Problems in the U.K. surfaced in 1992 when all major cities, other than London, noticed a rise in the number of cases of dysentery reported. Water companies were criticized for cutting off water supplies and failing to notify local authorities of these cutoffs, despite their statutory duty to do so due to the associated health risks. The medical and nursing profession argued that a clean water supply was essential for human life, hygiene and health. The government, at that time, agreed and openly acknowledged that disconnection should not be available as a means of recouping debt from delinquent domestic customers, simply stating, "… where the water is disconnected, the maintenance of good health and hygiene can only be put at risk".
The water companies installed prepayment meters to avoid legal responsibility for water cutoffs. According to their logic, consumers would "self-disconnect" when they were unable to pay. The Birmingham City Council challenged the legality of the prepayment meters. It was estimated that in Birmingham alone 2,489 "self-disconnections" had resulted from prepayment meters in a short period. It was this and other challenges by affected municipalities, which led to the passage of the 1998 Water Act that declared the prepayment meters illegal.
The major providers of prepayment meter devices include Atlantic Meters, Conlog, Meinecke Meters, Actaris and Bateman.
Atlantic Meters (Pty) Ltd., part of the British privately owned Atlantic Group, was established in 1997. It is involved in both the provision of traditional and prepayment metering within South Africa and other developing countries. The company has also targeted markets in Africa and Latin America with pending contracts with Namibia, Curacao, and Brazil.
Conlog was founded in 1965. It is a designer, manufacturer and marketer of prepayment electricity, water and solar metering systems. It acquired the Bambamanzi group of businesses, Africa’s largest prepaid water metering company. In 1999 it was responsible for the installation of over 500 community prepayment standpipes throughout Thabanchu. The adjacent municipality of Botshabelo Masepala also placed orders. At that time the company also set to target more than 70 developing countries in Africa, the Middle East, Far East, Europe and South and Central America.

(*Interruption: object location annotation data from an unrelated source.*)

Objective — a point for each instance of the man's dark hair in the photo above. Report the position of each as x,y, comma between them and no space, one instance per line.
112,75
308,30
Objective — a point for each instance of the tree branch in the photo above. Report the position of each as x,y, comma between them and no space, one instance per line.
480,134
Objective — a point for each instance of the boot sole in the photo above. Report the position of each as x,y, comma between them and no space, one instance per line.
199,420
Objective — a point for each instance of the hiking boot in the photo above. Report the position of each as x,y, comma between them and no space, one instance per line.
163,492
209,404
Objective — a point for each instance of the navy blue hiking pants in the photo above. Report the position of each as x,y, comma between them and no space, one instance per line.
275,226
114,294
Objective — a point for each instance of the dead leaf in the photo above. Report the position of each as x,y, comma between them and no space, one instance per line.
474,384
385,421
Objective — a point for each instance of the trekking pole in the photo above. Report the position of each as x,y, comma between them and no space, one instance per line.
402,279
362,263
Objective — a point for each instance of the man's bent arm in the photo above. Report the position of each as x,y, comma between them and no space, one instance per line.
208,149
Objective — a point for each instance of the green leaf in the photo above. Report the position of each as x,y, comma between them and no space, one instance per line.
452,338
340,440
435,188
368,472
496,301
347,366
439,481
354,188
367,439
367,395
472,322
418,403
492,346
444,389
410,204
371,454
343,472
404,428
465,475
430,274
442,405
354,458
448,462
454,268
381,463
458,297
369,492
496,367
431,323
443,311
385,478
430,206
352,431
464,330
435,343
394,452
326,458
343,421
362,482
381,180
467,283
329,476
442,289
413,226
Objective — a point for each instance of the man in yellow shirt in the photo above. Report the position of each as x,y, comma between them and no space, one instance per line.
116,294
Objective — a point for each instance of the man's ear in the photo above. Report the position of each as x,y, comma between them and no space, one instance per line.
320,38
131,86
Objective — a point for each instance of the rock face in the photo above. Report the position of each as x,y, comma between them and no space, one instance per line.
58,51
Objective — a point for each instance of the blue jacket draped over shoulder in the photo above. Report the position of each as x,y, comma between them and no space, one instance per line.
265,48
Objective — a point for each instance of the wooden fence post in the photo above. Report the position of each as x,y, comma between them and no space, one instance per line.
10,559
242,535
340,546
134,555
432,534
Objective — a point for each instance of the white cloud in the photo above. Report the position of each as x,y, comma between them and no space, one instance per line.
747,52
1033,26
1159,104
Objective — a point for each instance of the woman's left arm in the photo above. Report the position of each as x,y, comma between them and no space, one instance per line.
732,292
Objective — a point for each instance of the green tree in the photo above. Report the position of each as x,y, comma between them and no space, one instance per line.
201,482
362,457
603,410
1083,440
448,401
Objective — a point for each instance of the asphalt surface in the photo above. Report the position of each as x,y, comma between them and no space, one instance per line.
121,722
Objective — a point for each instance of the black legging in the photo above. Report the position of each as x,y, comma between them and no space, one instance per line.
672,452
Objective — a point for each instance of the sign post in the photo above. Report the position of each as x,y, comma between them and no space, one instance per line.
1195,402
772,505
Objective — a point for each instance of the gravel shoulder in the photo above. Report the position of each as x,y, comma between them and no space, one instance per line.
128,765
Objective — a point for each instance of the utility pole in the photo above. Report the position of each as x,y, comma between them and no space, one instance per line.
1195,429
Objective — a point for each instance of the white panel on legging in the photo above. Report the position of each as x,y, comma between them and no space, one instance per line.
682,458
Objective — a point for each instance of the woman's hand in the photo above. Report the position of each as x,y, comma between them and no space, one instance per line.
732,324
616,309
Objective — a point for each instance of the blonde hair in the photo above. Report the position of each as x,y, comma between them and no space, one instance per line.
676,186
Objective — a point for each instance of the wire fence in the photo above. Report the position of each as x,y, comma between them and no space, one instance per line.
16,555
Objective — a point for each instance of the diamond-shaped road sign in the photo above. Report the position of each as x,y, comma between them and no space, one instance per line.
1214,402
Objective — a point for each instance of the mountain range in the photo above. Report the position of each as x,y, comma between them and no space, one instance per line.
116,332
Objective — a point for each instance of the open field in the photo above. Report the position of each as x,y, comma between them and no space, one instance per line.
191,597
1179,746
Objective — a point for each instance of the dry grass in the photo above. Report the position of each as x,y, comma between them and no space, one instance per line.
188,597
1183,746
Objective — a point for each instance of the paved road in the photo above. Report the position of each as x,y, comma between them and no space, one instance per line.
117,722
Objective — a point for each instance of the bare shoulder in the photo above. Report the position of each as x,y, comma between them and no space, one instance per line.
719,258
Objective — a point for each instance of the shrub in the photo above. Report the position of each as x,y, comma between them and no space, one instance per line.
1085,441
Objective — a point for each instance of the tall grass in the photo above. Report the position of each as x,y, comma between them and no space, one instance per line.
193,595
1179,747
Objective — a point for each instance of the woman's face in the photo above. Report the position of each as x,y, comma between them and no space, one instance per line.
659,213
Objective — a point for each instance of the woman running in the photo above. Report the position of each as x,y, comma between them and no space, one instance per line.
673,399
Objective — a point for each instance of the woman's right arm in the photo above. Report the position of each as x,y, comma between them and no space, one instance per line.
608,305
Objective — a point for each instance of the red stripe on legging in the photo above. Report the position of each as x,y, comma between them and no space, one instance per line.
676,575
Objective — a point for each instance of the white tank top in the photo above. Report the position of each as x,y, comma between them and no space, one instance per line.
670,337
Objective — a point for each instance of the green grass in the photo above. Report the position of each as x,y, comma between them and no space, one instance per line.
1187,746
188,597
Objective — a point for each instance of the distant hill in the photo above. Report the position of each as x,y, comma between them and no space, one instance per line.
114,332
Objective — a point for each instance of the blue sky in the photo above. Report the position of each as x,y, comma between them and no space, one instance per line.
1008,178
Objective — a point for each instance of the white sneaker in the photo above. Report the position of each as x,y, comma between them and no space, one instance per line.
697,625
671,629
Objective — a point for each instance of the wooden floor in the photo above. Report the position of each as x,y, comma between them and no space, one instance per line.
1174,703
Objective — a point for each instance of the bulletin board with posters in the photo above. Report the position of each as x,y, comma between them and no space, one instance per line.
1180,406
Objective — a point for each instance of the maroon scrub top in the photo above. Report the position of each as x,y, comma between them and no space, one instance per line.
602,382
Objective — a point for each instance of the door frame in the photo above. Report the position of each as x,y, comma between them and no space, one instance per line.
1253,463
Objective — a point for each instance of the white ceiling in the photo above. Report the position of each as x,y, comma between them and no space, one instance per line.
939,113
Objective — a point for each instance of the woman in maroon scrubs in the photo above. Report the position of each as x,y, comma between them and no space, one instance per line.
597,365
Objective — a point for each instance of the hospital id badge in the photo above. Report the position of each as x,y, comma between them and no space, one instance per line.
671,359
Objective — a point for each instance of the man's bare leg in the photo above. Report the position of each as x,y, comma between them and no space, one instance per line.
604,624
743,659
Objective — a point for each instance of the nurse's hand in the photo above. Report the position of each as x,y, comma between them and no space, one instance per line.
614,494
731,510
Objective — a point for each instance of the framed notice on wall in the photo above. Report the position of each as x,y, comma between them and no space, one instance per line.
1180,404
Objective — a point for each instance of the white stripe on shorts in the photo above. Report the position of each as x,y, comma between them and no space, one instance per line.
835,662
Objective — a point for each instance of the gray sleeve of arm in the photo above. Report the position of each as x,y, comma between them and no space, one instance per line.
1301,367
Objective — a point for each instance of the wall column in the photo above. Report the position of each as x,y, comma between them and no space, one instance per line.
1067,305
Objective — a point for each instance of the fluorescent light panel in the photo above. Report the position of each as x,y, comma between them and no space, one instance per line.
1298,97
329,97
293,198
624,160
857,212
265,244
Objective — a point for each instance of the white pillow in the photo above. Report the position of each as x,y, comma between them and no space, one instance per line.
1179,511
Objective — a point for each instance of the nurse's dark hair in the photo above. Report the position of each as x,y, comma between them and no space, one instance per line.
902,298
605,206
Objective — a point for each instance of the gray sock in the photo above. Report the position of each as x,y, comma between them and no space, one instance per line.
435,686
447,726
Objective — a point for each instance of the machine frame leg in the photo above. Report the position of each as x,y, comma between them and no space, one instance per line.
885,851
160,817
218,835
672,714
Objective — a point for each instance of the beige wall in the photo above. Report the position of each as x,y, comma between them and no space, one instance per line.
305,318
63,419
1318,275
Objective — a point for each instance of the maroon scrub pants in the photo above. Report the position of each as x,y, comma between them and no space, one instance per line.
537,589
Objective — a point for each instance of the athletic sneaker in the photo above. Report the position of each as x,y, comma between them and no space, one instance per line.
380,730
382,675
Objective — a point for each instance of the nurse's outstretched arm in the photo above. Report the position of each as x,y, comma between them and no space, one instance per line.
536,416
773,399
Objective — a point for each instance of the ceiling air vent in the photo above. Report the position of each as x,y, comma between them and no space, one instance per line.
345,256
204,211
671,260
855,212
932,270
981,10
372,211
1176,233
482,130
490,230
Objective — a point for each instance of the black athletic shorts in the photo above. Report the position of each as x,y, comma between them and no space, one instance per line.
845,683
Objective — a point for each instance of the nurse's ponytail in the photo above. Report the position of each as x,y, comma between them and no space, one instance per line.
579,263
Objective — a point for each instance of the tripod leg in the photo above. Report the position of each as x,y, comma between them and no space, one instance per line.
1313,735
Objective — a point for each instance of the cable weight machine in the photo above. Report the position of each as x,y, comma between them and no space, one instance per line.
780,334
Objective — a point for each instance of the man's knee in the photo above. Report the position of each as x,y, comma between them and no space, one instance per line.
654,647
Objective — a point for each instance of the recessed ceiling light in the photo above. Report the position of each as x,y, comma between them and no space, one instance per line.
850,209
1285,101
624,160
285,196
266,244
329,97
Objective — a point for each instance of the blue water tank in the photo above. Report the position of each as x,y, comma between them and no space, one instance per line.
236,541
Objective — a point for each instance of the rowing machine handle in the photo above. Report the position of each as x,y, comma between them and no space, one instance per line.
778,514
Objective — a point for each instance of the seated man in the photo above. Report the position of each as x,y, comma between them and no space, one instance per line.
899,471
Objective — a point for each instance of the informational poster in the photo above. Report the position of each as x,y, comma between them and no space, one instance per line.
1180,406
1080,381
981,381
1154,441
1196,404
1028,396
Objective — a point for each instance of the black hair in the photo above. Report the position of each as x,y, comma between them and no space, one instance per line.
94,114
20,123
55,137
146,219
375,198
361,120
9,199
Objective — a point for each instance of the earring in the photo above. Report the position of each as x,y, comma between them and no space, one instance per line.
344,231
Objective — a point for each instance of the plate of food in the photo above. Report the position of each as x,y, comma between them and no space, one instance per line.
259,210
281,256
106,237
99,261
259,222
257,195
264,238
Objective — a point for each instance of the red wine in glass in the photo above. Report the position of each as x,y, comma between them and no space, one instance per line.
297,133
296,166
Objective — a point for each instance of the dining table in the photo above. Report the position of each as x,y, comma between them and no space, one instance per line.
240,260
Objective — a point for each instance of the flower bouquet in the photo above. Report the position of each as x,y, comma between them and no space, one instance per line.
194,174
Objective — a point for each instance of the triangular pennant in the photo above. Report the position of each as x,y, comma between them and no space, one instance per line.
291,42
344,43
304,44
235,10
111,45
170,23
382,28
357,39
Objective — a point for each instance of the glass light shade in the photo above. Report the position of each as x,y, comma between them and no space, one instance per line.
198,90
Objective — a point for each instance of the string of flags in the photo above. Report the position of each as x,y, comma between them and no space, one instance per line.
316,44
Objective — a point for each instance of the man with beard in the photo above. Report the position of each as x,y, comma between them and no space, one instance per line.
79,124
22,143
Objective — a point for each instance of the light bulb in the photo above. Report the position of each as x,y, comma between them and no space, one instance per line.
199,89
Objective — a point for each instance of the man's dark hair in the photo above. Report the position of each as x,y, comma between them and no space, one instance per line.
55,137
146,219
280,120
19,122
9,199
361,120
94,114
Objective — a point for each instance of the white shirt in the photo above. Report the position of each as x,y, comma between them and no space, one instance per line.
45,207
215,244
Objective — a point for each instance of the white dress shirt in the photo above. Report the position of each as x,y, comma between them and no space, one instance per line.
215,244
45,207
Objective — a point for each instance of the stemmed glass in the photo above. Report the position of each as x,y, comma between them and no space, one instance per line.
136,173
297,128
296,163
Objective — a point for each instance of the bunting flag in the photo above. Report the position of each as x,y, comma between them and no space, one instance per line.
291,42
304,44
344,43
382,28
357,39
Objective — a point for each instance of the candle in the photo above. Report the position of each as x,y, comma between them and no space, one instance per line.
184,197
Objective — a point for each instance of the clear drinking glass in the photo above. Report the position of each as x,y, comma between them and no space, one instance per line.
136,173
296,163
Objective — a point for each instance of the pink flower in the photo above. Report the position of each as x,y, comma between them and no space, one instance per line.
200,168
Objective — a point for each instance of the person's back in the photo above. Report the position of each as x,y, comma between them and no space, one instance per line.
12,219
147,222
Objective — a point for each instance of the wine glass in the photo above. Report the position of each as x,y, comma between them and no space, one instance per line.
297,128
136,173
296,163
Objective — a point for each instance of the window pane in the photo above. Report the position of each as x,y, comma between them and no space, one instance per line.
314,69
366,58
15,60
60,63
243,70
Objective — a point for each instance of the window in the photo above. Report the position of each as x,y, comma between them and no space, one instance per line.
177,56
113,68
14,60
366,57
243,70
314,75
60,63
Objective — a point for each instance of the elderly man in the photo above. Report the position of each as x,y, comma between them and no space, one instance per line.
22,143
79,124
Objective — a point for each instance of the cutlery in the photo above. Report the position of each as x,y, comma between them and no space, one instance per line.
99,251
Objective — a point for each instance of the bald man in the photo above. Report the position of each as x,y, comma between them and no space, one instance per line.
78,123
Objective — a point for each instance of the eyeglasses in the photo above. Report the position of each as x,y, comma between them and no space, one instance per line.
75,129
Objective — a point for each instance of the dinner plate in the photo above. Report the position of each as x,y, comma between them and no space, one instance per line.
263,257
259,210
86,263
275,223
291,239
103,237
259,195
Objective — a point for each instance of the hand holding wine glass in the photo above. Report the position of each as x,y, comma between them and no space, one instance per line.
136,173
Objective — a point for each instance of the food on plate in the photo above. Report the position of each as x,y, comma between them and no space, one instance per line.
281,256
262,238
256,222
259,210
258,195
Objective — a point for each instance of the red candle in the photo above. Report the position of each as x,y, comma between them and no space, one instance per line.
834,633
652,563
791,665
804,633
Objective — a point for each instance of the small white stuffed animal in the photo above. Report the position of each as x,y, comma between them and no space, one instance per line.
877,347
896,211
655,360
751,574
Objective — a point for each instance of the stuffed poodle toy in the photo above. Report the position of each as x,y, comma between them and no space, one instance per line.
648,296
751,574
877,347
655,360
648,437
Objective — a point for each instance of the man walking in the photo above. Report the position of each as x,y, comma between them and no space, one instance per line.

Actaris is a worldwide provider of meters, systems and services active in all utility sectors: electricity, gas, water and heat. Actaris is the largest provider of meters and systems. In 1999, Schlumberger RMS in conjunction with North West Water Limited (NWW), were contracted to deliver more than 280,000 domestic water meters to the United Kingdom.
Meinecke Meters secured one of the world’s largest water utility development contracts from Brazil.
BATEMAN provides services in mining, minerals and metals processing, gas compression and crude oil refining and water, sewage and effluent treatment, among others. It is the provider of the award-winning AquaNovo prepayment water metering system.